O Congresso Nacional decidiu, nesta quinta-feira (30), pela derrubada do veto imposto pelo presidente Luiz Inácio Lula da Silva ao projeto de lei (PL) da Dosimetria, que modifica a forma de cálculo das penas para condenados por tentativa de golpe de Estado, especialmente aqueles relacionados aos eventos de 8 de janeiro de 2023. Com essa decisão, o projeto segue agora para promulgação.
Na votação realizada No Senado, 49 senadores manifestaram-se a favor da derrubada do veto, enquanto 24 se opuseram. Era necessário o apoio de 41 senadores para que o veto fosse rejeitado. Na Câmara dos Deputados, a situação foi semelhante, com 318 deputados votando a favor da medida, 144 contra e cinco optando pela abstenção. Para a derrubada do veto Na Câmara, eram necessários 257 votos.

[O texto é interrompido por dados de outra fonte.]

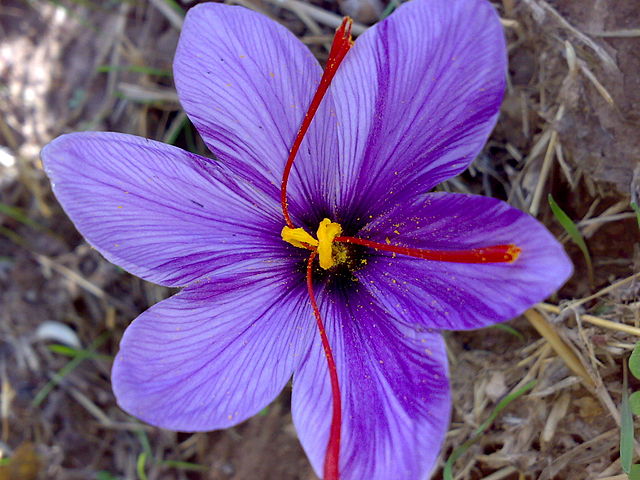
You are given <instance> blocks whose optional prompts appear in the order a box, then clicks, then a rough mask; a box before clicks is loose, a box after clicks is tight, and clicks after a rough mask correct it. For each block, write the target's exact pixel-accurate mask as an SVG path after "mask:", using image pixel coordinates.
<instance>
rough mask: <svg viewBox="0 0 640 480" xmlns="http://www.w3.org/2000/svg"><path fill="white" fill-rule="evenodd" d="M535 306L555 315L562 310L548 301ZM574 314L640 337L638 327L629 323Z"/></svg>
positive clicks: (537, 307)
mask: <svg viewBox="0 0 640 480" xmlns="http://www.w3.org/2000/svg"><path fill="white" fill-rule="evenodd" d="M536 307H537V308H540V309H542V310H545V311H547V312H551V313H555V314H557V315H559V314H560V313H562V311H563V310H562V309H561V308H560V307H557V306H556V305H551V304H549V303H539V304H538V305H536ZM576 315H578V316H579V317H580V319H581V320H582V321H584V322H587V323H591V324H592V325H596V326H598V327H602V328H606V329H609V330H617V331H619V332H624V333H629V334H631V335H635V336H637V337H640V328H637V327H632V326H631V325H626V324H624V323H618V322H612V321H611V320H606V319H604V318H600V317H596V316H595V315H588V314H584V313H583V314H578V313H576Z"/></svg>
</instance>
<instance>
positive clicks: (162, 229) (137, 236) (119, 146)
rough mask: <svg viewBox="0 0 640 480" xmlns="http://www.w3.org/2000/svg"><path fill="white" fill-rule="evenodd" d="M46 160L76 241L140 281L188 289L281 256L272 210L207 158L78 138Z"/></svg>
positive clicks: (49, 171)
mask: <svg viewBox="0 0 640 480" xmlns="http://www.w3.org/2000/svg"><path fill="white" fill-rule="evenodd" d="M42 159H43V162H44V166H45V170H46V172H47V174H48V175H49V177H50V179H51V183H52V185H53V191H54V193H55V195H56V197H57V198H58V200H59V202H60V203H61V204H62V206H63V208H64V209H65V211H66V212H67V214H68V215H69V217H70V218H71V220H72V221H73V222H74V223H75V225H76V227H77V228H78V230H79V231H80V233H82V235H84V237H85V238H86V239H87V241H88V242H89V243H90V244H91V245H93V246H94V247H95V248H96V249H98V251H100V253H102V254H103V255H104V256H105V257H106V258H107V259H108V260H109V261H111V262H113V263H115V264H117V265H120V266H121V267H122V268H124V269H126V270H128V271H130V272H131V273H133V274H135V275H137V276H139V277H142V278H144V279H145V280H149V281H152V282H155V283H159V284H162V285H170V286H177V285H186V284H188V283H189V282H191V281H193V280H195V279H198V278H201V277H204V276H206V275H207V274H209V273H210V272H212V271H213V270H219V269H223V268H227V267H234V268H235V266H236V264H237V263H238V262H256V263H262V264H263V265H265V264H266V262H267V261H268V260H269V258H270V257H271V256H273V255H277V252H281V251H283V249H282V248H281V246H282V240H281V239H280V235H279V231H280V228H281V223H282V220H281V219H280V215H281V214H280V212H279V207H278V204H277V203H276V202H275V201H273V200H272V199H270V198H266V197H265V195H264V194H262V193H260V192H259V191H257V190H256V189H255V188H252V187H251V186H250V185H248V184H247V185H242V186H240V185H238V184H237V183H235V182H234V181H233V175H232V172H229V171H228V169H226V168H225V167H224V166H222V165H220V164H219V163H216V162H213V161H211V160H208V159H206V158H203V157H200V156H198V155H193V154H190V153H188V152H185V151H183V150H180V149H178V148H175V147H172V146H169V145H165V144H162V143H159V142H154V141H150V140H147V139H144V138H140V137H134V136H131V135H123V134H114V133H75V134H70V135H63V136H61V137H59V138H57V139H56V140H54V141H53V142H51V143H50V144H49V145H47V146H46V147H45V148H44V150H43V151H42ZM284 254H286V252H285V253H283V255H284Z"/></svg>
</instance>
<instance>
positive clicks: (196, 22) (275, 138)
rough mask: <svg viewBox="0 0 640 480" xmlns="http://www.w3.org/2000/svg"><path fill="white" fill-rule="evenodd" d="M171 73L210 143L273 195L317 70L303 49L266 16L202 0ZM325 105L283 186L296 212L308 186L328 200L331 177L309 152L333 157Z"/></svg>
mask: <svg viewBox="0 0 640 480" xmlns="http://www.w3.org/2000/svg"><path fill="white" fill-rule="evenodd" d="M174 74H175V81H176V87H177V89H178V95H179V97H180V101H181V103H182V105H183V107H184V109H185V111H186V112H187V114H188V115H189V118H190V119H191V120H192V122H193V123H194V125H195V126H196V128H197V129H198V131H199V132H200V134H201V135H202V138H203V139H204V141H205V142H206V144H207V145H208V146H209V148H210V149H211V150H212V151H213V152H214V153H215V154H216V155H217V156H218V157H219V158H220V159H221V160H223V161H225V162H226V163H227V164H228V165H229V166H230V167H231V168H232V169H233V170H234V171H235V172H236V173H238V174H239V175H243V176H244V177H245V178H247V179H249V180H250V181H251V182H253V183H254V184H256V185H258V186H260V187H261V188H263V189H264V190H265V191H268V192H271V193H272V194H273V195H274V196H278V195H279V187H280V181H281V178H282V172H283V169H284V165H285V162H286V160H287V157H288V155H289V149H290V148H291V146H292V145H293V141H294V139H295V137H296V134H297V132H298V129H299V128H300V124H301V122H302V119H303V117H304V114H305V113H306V111H307V108H308V106H309V103H310V101H311V98H312V97H313V94H314V92H315V89H316V86H317V84H318V82H319V80H320V77H321V75H322V70H321V68H320V66H319V65H318V62H317V60H316V59H315V58H314V57H313V55H312V54H311V52H310V51H309V49H308V48H307V47H305V46H304V45H303V44H302V43H301V42H300V41H299V40H298V39H297V38H296V37H295V36H294V35H293V34H292V33H291V32H290V31H288V30H287V29H286V28H284V27H283V26H282V25H280V24H278V23H276V22H274V21H272V20H270V19H269V18H267V17H265V16H264V15H260V14H258V13H256V12H253V11H251V10H248V9H246V8H244V7H236V6H228V5H221V4H216V3H206V4H201V5H198V6H196V7H194V8H192V9H191V10H189V13H188V14H187V18H186V20H185V24H184V28H183V31H182V34H181V36H180V42H179V44H178V50H177V52H176V57H175V61H174ZM330 104H331V101H330V99H327V101H325V102H323V104H322V105H321V107H320V109H319V111H318V114H317V116H316V118H315V120H314V121H313V123H312V125H311V128H310V130H309V132H308V134H307V136H306V138H305V140H304V143H303V145H302V147H301V149H300V152H299V154H298V157H297V159H296V163H295V166H294V171H293V173H292V176H291V182H290V184H289V187H288V189H289V192H290V199H291V200H290V203H291V208H292V210H294V211H296V210H297V209H298V206H297V205H298V204H297V202H298V201H302V199H303V198H304V199H307V198H309V195H310V194H311V192H313V193H314V194H315V198H316V199H318V200H319V201H321V202H323V203H326V202H327V200H326V192H328V191H330V190H329V188H330V187H331V182H332V181H333V180H332V178H333V176H332V175H329V172H324V178H323V177H322V172H321V171H319V170H318V169H317V165H316V162H315V159H316V158H318V157H322V158H325V157H326V158H332V159H335V158H337V153H336V152H337V137H336V134H335V119H333V118H332V117H331V116H330V115H329V108H330ZM311 187H313V189H311ZM278 198H279V197H278Z"/></svg>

Antes da votação, o presidente do Congresso, Davi Alcolumbre (União-AP), decidiu fatiar a análise do veto, excluindo os trechos do PL que beneficiariam criminosos comuns com uma redução no tempo de progressão de pena, uma alteração prevista para o texto que deve ser aprovado até dezembro de 2025. O PL 2.162 de 2023 foi incluído como pauta prioritária, sobrepondo-se a mais de 50 vetos que aguardavam análise no Parlamento.
O líder do governo Na Câmara, deputado Pedro Uczai (PT-SC), questionou a votação do PL, argumentando que outros vetos deveriam ter prioridade, mas sua solicitação foi negada por Alcolumbre. Uczai enfatizou a importância da votação para a defesa da democracia, afirmando que a aprovação do PL favoreceria um grupo específico ligado ao ex-presidente Jair Bolsonaro e aos generais envolvidos na tentativa de golpe.
O senador Espiridião Amim (PP-SC), relator do projeto, defendeu a derrubada do veto, alegando que o julgamento relacionado à tentativa de golpe não foi justo. Ele expressou que o dia poderia ser significativo para a superação do que considera uma proposta inconstitucional e que contraria o interesse público ao amenizar penas de crimes contra a democracia.
O projeto de lei em questão estabelece que crimes relacionados a tentativas de desestabilização do Estado Democrático de Direito, quando cometidos no mesmo contexto, resultarão na aplicação da pena mais severa, ao invés da soma das penas. Essa mudança visa recalibrar a pena mínima e máxima de cada tipo penal e impacta diretamente condenados pelo episódio de 8 de janeiro, incluindo figuras como Jair Bolsonaro e diversos militares de alta patente, como Almir Garnier, Paulo Sérgio Nogueira, Walter Braga Netto e Augusto Heleno.